Commonly Perceived "Yes"
It has been almost an hour. At times this negotiation has been a little heated, but you start to feel your counterpart is giving in. Finally, you hear the magic word, “Yes.” Slam the table, shake their hands, and march straight out that door with your head held high and your phone blaring “We are the Champions.” You have the agreement you wanted and the world is yours. A week later you go to collect on the agreement and find your counterpart is negotiating again. They already said “Yes,” right? Well, the English language is complicated and yes might not be what you think it is. The book by Chris Voss, “Never Split the Difference,” reflects on three types of yes.
The Three Types of Yes
The most straightforward meaning to a yes is the one everyone assumes. This is the, “Yes, we have an agreement” version. Everyone, including me, wants to jump to this type of yes. It is a commitment. The problem with jumping to this conclusion is it ignores so much of the negotiation process. If you walk into a negotiation pushing and looking for yes, you are missing out on all the crucial details that would have led to the positive outcome.
Now let’s look at a more common use of yes. In the rural heart of America have you ever said "Yes" just to find out more? This imitation yes is a ploy to dig up more information. It might be that someone just wants to know how much to charge for their product. The problem with imitation yes is it does not end with a positive agreement.
The third yes is another common one. Imagine you have been arguing back and forth over something for the past 30 minutes with a friend. Have you ever just started to agree and said yes to end the conversation? Did your friend change your mind or opinion? No, you kept your original opinion. The yes was just a way to end the conversation.

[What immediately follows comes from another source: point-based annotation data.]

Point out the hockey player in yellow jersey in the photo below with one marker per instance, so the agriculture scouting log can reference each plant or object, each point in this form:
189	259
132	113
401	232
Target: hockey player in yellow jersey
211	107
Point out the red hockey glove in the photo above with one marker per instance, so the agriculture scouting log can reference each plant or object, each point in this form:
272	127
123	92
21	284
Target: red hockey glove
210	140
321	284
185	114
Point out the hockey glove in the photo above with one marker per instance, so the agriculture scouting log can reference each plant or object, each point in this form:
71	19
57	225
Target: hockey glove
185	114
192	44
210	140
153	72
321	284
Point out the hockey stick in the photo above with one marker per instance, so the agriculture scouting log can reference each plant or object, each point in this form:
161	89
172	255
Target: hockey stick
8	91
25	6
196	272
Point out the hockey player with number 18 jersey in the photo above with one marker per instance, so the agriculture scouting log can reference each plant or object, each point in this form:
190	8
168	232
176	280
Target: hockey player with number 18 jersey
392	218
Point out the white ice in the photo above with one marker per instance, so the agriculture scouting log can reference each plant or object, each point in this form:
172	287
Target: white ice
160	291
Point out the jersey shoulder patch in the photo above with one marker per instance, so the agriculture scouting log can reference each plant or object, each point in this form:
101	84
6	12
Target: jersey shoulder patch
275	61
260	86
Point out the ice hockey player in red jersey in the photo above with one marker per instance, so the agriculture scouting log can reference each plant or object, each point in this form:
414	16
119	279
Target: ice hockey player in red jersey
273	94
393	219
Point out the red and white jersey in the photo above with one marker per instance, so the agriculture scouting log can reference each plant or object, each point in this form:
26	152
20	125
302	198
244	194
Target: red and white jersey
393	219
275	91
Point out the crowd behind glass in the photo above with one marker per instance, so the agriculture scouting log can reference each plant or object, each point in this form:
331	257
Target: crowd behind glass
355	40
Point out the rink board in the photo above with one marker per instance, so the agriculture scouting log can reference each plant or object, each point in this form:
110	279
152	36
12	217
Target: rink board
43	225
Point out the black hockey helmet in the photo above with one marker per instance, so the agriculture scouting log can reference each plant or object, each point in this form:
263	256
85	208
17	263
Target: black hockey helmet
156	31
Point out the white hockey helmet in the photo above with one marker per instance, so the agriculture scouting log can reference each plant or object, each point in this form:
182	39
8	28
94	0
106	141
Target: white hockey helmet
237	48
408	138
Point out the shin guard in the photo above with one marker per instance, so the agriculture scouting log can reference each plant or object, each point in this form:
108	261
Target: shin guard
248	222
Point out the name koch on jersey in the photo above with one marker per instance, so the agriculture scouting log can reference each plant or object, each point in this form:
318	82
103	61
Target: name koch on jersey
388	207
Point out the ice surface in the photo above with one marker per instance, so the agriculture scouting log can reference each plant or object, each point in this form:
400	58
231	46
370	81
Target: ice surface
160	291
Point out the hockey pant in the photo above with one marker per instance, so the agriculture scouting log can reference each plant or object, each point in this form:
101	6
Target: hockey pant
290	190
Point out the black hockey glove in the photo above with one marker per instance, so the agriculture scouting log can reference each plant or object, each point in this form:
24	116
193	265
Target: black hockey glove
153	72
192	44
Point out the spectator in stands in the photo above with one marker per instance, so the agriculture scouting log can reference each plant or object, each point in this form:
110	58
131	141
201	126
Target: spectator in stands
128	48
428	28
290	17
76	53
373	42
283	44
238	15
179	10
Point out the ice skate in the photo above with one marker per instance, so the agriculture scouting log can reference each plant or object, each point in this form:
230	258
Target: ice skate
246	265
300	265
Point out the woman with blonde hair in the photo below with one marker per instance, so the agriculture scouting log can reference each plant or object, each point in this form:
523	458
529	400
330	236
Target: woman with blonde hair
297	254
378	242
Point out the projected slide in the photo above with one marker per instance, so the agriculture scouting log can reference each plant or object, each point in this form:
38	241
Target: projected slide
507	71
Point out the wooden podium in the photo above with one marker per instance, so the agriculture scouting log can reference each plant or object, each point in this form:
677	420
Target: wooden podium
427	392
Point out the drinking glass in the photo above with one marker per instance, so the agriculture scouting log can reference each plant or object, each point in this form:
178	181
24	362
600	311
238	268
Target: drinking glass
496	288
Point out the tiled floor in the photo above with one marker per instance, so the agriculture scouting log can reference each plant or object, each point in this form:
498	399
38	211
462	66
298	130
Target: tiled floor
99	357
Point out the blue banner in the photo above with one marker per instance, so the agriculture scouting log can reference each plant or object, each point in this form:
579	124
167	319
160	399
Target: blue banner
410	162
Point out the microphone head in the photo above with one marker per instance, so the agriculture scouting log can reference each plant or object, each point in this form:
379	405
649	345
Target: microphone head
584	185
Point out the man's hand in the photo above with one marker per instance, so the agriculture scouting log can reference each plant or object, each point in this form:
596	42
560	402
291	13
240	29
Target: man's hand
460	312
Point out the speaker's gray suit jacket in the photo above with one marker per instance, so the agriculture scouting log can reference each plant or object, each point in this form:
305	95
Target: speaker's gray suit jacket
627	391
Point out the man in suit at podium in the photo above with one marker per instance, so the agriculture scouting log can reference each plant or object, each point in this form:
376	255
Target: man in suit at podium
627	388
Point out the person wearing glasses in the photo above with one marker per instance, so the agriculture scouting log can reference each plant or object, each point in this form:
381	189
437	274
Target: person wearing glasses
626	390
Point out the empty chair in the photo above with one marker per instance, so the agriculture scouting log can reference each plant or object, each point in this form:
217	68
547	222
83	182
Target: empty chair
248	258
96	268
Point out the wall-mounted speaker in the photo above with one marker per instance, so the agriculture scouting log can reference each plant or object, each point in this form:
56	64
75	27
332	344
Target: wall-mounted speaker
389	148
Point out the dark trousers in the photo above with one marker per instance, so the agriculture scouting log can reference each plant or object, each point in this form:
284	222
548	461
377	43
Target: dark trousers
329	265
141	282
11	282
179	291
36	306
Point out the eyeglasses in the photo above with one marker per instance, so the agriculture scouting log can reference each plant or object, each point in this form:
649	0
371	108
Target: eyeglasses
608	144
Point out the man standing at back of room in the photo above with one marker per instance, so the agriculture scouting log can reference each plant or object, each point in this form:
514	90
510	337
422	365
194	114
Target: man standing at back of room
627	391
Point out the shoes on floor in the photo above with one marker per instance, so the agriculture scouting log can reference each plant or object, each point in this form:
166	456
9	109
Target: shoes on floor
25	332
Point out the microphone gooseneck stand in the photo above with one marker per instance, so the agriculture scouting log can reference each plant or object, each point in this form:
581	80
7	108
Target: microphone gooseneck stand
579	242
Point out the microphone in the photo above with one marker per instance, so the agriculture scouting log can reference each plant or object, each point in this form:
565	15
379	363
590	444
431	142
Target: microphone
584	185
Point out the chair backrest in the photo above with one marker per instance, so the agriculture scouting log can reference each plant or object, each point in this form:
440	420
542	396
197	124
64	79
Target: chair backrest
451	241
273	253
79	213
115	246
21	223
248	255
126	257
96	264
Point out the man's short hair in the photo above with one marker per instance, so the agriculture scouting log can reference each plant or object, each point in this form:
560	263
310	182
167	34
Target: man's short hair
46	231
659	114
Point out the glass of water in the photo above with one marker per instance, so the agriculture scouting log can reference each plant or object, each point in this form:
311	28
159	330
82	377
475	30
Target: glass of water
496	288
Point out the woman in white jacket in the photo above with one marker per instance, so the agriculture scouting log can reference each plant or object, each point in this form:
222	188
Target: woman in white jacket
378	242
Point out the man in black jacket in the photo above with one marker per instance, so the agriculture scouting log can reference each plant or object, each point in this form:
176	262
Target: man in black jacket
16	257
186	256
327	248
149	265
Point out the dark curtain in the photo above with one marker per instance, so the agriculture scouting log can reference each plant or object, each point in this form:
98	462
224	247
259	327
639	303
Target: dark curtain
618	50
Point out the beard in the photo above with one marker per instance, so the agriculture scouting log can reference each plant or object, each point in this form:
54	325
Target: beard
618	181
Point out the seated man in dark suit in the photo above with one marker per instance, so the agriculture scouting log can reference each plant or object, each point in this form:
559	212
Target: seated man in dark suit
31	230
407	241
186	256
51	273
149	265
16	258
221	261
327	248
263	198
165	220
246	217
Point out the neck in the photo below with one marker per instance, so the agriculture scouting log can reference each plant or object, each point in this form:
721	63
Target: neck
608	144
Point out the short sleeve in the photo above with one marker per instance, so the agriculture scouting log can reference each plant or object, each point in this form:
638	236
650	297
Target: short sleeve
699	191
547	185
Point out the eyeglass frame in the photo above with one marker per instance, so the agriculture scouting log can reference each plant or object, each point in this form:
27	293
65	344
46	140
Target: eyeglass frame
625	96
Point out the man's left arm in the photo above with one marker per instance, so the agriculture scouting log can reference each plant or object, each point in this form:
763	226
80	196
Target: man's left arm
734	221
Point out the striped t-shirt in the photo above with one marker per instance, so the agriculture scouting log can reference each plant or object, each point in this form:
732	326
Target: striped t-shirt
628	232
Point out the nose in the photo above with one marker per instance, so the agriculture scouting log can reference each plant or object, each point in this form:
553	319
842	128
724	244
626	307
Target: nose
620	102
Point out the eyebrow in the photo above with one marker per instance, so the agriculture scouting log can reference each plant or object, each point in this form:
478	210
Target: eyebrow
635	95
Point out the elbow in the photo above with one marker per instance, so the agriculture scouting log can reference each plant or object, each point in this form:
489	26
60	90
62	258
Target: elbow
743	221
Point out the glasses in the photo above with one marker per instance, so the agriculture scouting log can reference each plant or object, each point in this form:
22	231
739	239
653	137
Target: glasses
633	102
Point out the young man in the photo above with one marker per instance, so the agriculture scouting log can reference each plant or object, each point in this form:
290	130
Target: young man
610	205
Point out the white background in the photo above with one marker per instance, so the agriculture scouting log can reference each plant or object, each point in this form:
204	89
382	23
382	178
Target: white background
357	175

This did not lead to a positive agreement.
How to Get the Correct "Yes"
The dangers of just working for a "Yes" should be clear. The way to avoid a bad "yes" is, strangely enough, getting a “No.” Chris Voss along with Harvard’s Program on Negotiations, discusses the power of no. By giving the power of no to your counterpart, you essentially are putting them in a place of comfort. Nobody wants to feel like a prisoner, and that feeling is what will lead to a bad yes. Through “no,” deal-breaking issues can be discovered and explored, and new game-changing possibilities are found.
You could even start off a negotiation by telling the other side that at any time they can say no, and we will stop and listen to what does not work for you. So with that go out there and work for a no so that you can get a positive yes.